The government charged eight people with using data obtained by hacking into two credit card processors in a worldwide scheme that netted some $45 million within hours, a crime prosecutors described as one of the biggest bank heists in history.


The individuals formed the New York-based cell of a global cybercriminal organization that stole MasterCard debit card data from two Middle Eastern banks, the Justice Department said. The information was used to make more than 40,500 withdrawals at automated teller machines in 27 countries, prosecutors said.

The cards were issued by National Bank of Ras Al-Khaimah in the United Arab Emirates and Bank of Muscat in Oman, prosecutors said.

Bank representatives could not be reached for comment outside of regular business hours.

The case demonstrates the major threat that cybercrime still poses to banks around the world. Security experts frequently identify electronic fraud as one of the key challenges facing banks.

"Hackers only need to find one vulnerability to cause millions of dollars of damage," said Mark Rasch, a former federal cybercrimes prosecutor in Bethesda, Md.

Authorities said they arrested seven of the eight defendants, all U.S. citizens and residents of Yonkers, NY. They are Jael Mejia Collado, Joan Luis Minier Lara, Evan Jose Peña, Jose Familia Reyes, Elvis Rafael Rodriguez, Emir Yasser Yeje and Chung Yu-Holguin.

The eighth defendant charged in the indictment, Alberto Yusi Lajud-Peña, also known as "Prime" and "Albertico," was murdered April 27 in the Dominican Republic, according to prosecutors. U.S. Attorney Loretta Lynch in Brooklyn, NY, who filed the charges, said at a press conference it was unclear whether the murder was related to the cybercrime case.

Prosecutors said the attacks, known as "unlimited operations," occurred in two separate incidents, in December 2012 and February 2013.

The hackers gained access to companies that process debit card transactions, eliminated the maximum withdrawal limits on the cards and then employed "casher" crews to take money out of ATMs worldwide using the stolen data, prosecutors said.

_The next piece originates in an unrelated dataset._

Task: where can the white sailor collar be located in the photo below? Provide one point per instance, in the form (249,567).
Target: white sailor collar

After the cards were shut down, cashers laundered the proceeds, often by buying luxury goods, and sent a portion of the money back to the organization's leaders, according to prosecutors.

In the New York area, the ring withdrew nearly $400,000 in less than three hours at more than 140 ATMs, the prosecutors said. On another occasion, about $2.4 million was collected in nearly 3,000 ATM withdrawals over 10 hours, they said.

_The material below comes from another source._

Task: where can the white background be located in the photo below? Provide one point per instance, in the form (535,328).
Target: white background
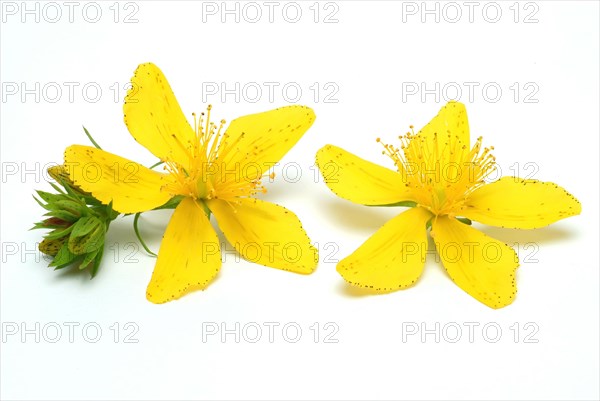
(372,54)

This is the second-biggest bank robbery in New York City history, Lynch said, after the so-called "Lufthansa heist," in which robbers stole millions in cash and jewelry from John F. Kennedy International Airport.

Lynch said it was likely that the headquarters of the global scheme is outside the U.S., adding that investigators are also examining whether cells are operating elsewhere in this country.

In a statement, MasterCard said it had cooperated with law enforcement in the investigation and stressed that its systems were not involved or compromised in the attacks.